Republican Party Has Every Right to Stop Trump

What good is a political party if it cannot be mobilized to stop a man who is patently unfit for high office?

If Republicans in the United States only manage to stop Donald Trump by making use of arcane nominating rules and convention dealmaking, many would inevitably deride this as an establishment coup against the legitimate frontrunner for the presidential nomination.

There is some truth in this. Trump is, after all, ahead in the delegate count. But the argument rests on a misunderstanding of what political parties are for.

The point of having a party

As Ross Douthat argues in The New York Times, what is the point of having a political party apparatus, all those chairmen and state conventions and delegate rosters, if they cannot be mobilized to prevent 35 percent of the Republican primary electorate from imposing a Trump nomination on the party?
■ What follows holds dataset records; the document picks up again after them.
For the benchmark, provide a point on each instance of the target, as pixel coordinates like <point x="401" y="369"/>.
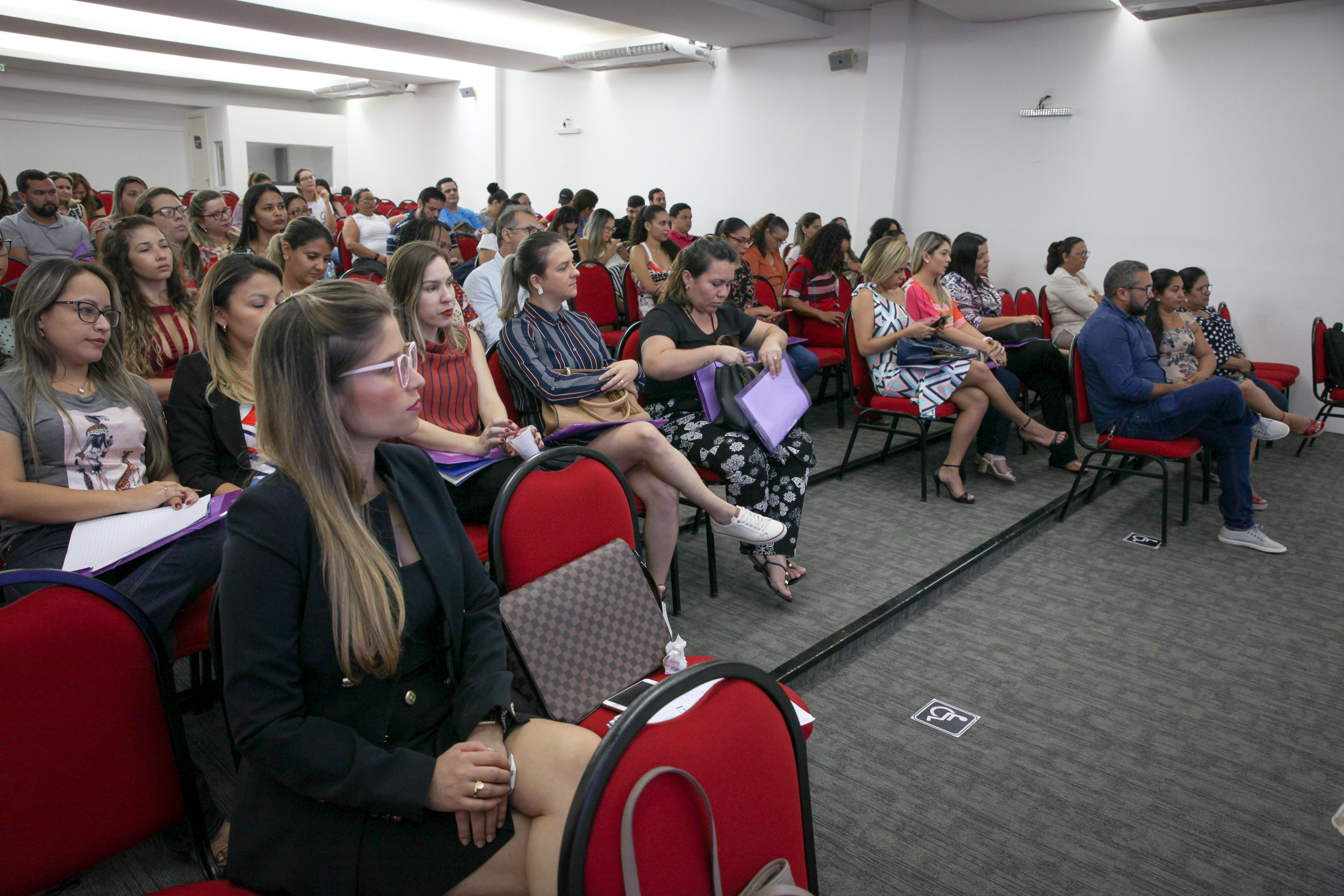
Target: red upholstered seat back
<point x="1318" y="350"/>
<point x="1081" y="406"/>
<point x="1043" y="309"/>
<point x="859" y="373"/>
<point x="737" y="745"/>
<point x="502" y="383"/>
<point x="1026" y="302"/>
<point x="597" y="295"/>
<point x="765" y="292"/>
<point x="556" y="518"/>
<point x="88" y="766"/>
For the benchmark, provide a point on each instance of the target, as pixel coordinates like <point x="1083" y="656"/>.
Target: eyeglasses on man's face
<point x="405" y="363"/>
<point x="89" y="312"/>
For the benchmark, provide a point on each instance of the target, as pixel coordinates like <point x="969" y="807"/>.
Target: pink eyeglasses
<point x="405" y="363"/>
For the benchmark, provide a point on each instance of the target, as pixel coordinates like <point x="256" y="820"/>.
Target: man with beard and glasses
<point x="39" y="230"/>
<point x="1131" y="398"/>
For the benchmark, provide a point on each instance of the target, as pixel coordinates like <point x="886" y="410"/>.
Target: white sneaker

Imposing is the right word. Trump is using the party as a vehicle for his personal ambitions. He is not a Republican. He is not even a conservative. Trump doesn’t advance the party’s platform. He doesn’t respect its norms and traditions. Many of his supporters didn’t vote Republican — or indeed didn’t vote at all — until this year. Why should Republicans surrender to a loud minority that is invading their presidential contest?

Yes, Trump is winning a plurality of the votes and, under rules that were designed to stop, not help, hopeless contenders early in the selection process, he may yet get close to a majority of the delegates before the convention.

But, the atmosphere at Trump’s rallies notwithstanding, the mob does not rule here.

“The less-than-democratic side of party nominations is a virtue of our system, not a flaw,” writes Douthat, “and it has often been a necessary check on the passions that mass democracy constantly threatens to unleash.”

Last line of defense

The failure of “the” Republican Party — broadly understood as a network of elected, local and state party officials, donors, insiders and affiliated interest and lobby groups — to stop Trump so far has fueled a lot of discussion.

Four political scientists argued in an influential 2008 book, The Party Decides, that party actors normally influence the electorate in various subtle ways, from making endorsements to organizing events in their states to spending money on advertising.

That nudging phase of the nominating contest has not worked well this year. Many voters are not taking their cues from “the” party.

The rules governing the nominating convention, “in all their anachronistic, undemocratic and highly-negotiable intricacy,” as Douthat puts it, are a last line of defense; the last place “where a man unfit for office can be turned aside” if he makes it through the primaries.


Denying Trump the nomination would not be pretty. His supporters could revolt. The man himself could stage a third-party candidacy. This whole exercise is anyway likely a harbinger of a schism on the American right, as the Atlantic Sentinel argued last month. Any outcome other than a Hillary Clinton Administration is difficult to imagine at this point.

“But if that exercise is painful, it’s also the correct path to choose,” according to Douthat:

A man so transparently unfit for office should not be placed before the American people as a candidate for president under any kind of imprimatur save his own.